En l’occurrence, agissant sur le fondement d’un acte notarié, une banque avait fait délivrer à son débiteur un commandement valant saisie immobilière et l’avait assigné à comparaître à l’audience d’orientation, avant, finalement, de céder sa créance. Le cessionnaire de la créance, se prévalant de l’endossement de la copie exécutoire à ordre du titre, est volontairement intervenu à la procédure pour reprendre les poursuites. Par suite, dans un jugement de novembre 2009, le juge a non seulement rejeté les contestations du débiteur mais rouvert les débats sur l’intervention du cessionnaire. Ce n’est qu’en décembre 2010 que le juge se prononça de nouveau.

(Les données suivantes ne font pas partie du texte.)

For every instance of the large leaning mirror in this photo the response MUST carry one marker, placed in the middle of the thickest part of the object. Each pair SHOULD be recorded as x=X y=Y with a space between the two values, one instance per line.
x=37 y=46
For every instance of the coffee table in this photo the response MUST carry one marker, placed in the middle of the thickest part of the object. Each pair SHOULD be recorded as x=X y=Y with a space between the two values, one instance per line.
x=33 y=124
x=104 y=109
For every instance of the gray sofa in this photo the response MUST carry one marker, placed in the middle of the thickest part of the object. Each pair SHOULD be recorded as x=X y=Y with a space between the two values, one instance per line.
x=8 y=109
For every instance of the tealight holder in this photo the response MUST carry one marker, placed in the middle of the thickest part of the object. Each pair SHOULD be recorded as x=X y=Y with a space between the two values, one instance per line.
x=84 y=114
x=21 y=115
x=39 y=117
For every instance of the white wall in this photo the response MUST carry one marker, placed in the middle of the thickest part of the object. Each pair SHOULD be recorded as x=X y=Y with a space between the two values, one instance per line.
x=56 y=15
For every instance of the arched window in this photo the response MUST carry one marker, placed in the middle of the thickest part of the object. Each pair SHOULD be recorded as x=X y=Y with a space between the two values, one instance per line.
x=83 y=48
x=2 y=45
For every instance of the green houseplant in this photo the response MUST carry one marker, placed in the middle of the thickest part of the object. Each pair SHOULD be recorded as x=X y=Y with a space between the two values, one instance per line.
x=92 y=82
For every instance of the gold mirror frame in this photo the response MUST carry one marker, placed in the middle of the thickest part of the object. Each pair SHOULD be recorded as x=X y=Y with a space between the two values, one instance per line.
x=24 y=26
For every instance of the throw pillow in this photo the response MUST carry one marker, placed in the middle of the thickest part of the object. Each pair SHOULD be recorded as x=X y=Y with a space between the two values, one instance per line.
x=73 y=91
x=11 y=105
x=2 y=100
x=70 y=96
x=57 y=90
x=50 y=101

Or, la cession de créance ayant été notifiée au débiteur avant l’audience d’orientation, le débiteur avait donc été en mesure de formuler une offre de retrait litigieux avant que le juge de l’exécution ne se prononce une première fois en novembre 2009 et, a fortiori, après la réouverture des débats ordonnée par cette décision, avant que le juge de l’exécution ne vide sa saisine et ne statue sur toutes les contestations encore soulevées. Ce qu’il n’a pas fait. Il ne pouvait donc plus le faire en appel.

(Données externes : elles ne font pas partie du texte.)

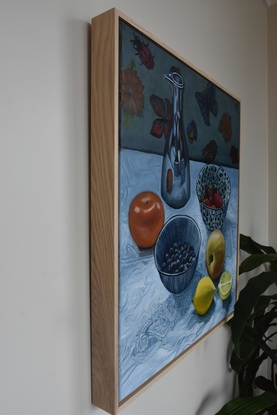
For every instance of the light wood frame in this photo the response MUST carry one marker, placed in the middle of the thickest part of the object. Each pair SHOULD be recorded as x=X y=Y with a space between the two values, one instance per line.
x=104 y=211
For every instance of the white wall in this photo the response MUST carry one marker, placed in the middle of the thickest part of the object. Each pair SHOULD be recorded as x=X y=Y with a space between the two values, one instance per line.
x=44 y=235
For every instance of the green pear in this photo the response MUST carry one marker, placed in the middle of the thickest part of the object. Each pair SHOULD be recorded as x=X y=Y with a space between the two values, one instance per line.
x=215 y=254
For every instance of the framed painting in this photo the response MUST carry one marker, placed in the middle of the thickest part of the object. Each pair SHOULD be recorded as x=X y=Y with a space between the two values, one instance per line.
x=164 y=181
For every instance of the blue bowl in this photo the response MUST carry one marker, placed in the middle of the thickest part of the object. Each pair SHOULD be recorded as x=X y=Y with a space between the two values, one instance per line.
x=182 y=235
x=212 y=174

C’est ce qu’approuve la Cour de cassation en ces termes : « ayant constaté que la cession de créance avait été notifiée au débiteur avant l’audience d’orientation, que le cessionnaire avait conclu avant cette audience en se prévalant à son profit de la copie à ordre transmissible par voie d’endossement et que ce n’était qu’en cause d’appel que le débiteur avait formulé l’offre de retrait litigieux alors qu’il avait été en mesure de le faire avant que le juge de l’exécution ne se prononce sur les contestations et vide sa saisine, c’est exactement que la cour d’appel a décidé que cette offre était irrecevable ».